Milk Trucks Run on Biofuel Generated from Dairy Operation’s Waste
Recognizing the potential for environmental and economic benefits through renewable energy, Fair Oaks Farms in Fair Oaks, Indiana, is producing more than milk from its 11,000 dairy cows. The dairy’s anaerobic digester generates approximately 865 million BTUs of renewable natural gas each day.
There was more to be done, however, to further reduce the operation’s carbon footprint while addressing the significant costs of fossil fuels used to transport their products.

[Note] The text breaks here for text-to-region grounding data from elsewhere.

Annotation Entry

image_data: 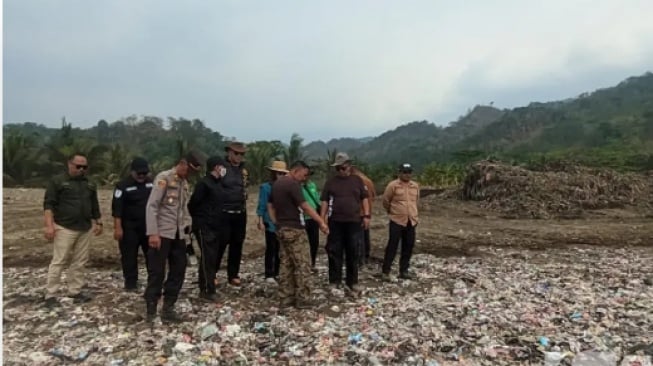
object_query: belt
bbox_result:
[223,210,243,214]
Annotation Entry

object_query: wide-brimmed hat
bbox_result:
[225,141,247,153]
[331,152,352,167]
[267,160,289,173]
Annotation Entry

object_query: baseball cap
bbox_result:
[130,157,149,173]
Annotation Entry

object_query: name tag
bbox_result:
[125,186,137,192]
[145,183,153,188]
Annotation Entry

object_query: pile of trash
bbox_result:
[459,160,651,219]
[3,245,652,365]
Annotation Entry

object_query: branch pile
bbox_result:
[459,160,651,219]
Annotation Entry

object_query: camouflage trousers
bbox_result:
[276,227,312,302]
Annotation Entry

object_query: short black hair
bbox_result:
[290,160,310,170]
[68,152,87,161]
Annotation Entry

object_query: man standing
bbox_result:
[381,163,420,281]
[144,152,202,322]
[320,153,370,297]
[43,153,102,307]
[188,156,225,302]
[112,157,153,292]
[215,142,249,287]
[268,161,328,309]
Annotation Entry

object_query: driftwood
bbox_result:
[459,160,651,219]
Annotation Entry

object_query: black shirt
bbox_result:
[112,176,153,229]
[188,173,224,229]
[218,162,248,211]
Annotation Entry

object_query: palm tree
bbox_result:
[282,133,306,166]
[3,132,38,186]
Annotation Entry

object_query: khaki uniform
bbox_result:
[146,169,192,242]
[277,227,312,303]
[144,168,192,305]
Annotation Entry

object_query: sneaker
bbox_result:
[70,292,93,303]
[229,278,242,287]
[398,271,416,280]
[265,277,278,286]
[161,306,182,323]
[124,283,139,292]
[199,292,220,302]
[329,283,344,297]
[346,285,363,298]
[381,273,397,283]
[43,297,60,308]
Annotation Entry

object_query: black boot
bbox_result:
[161,301,182,323]
[146,302,157,322]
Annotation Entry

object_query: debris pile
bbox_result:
[459,160,651,218]
[3,245,653,365]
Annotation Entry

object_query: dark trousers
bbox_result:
[195,226,220,294]
[264,228,280,278]
[358,228,371,266]
[382,221,416,275]
[326,221,361,288]
[216,212,247,280]
[119,225,149,287]
[144,234,187,304]
[304,219,320,266]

Through its Business and Industry Loan Guarantee Program in fiscal year 2013, USDA Rural Development backed a $5.5 million loan to Renewable Dairy Fuels, an affiliate of Fair Oaks Farms. The financing was used purchase machinery and equipment to convert methane gas from the dairy’s digester into renewable compressed natural gas (CNG) and to install a fueling station with gas drying, compressing and dispensing operations. The equipment scrubs the biogas clean of carbon dioxide so that it can be used as a clean transportation fuel.
The CNG generated by the dairy’s main waste product, animal manure, now powers Fair Oaks Farms’ fleet of big rigs hauling milk to processing plants in Indianapolis, as well as Murphysboro, Tennessee, and Winchester, Kentucky.
The waste-to-energy project saves over 1.5 million gallons of diesel fuel per year, trimming the company’s fuels costs and carbon emissions significantly.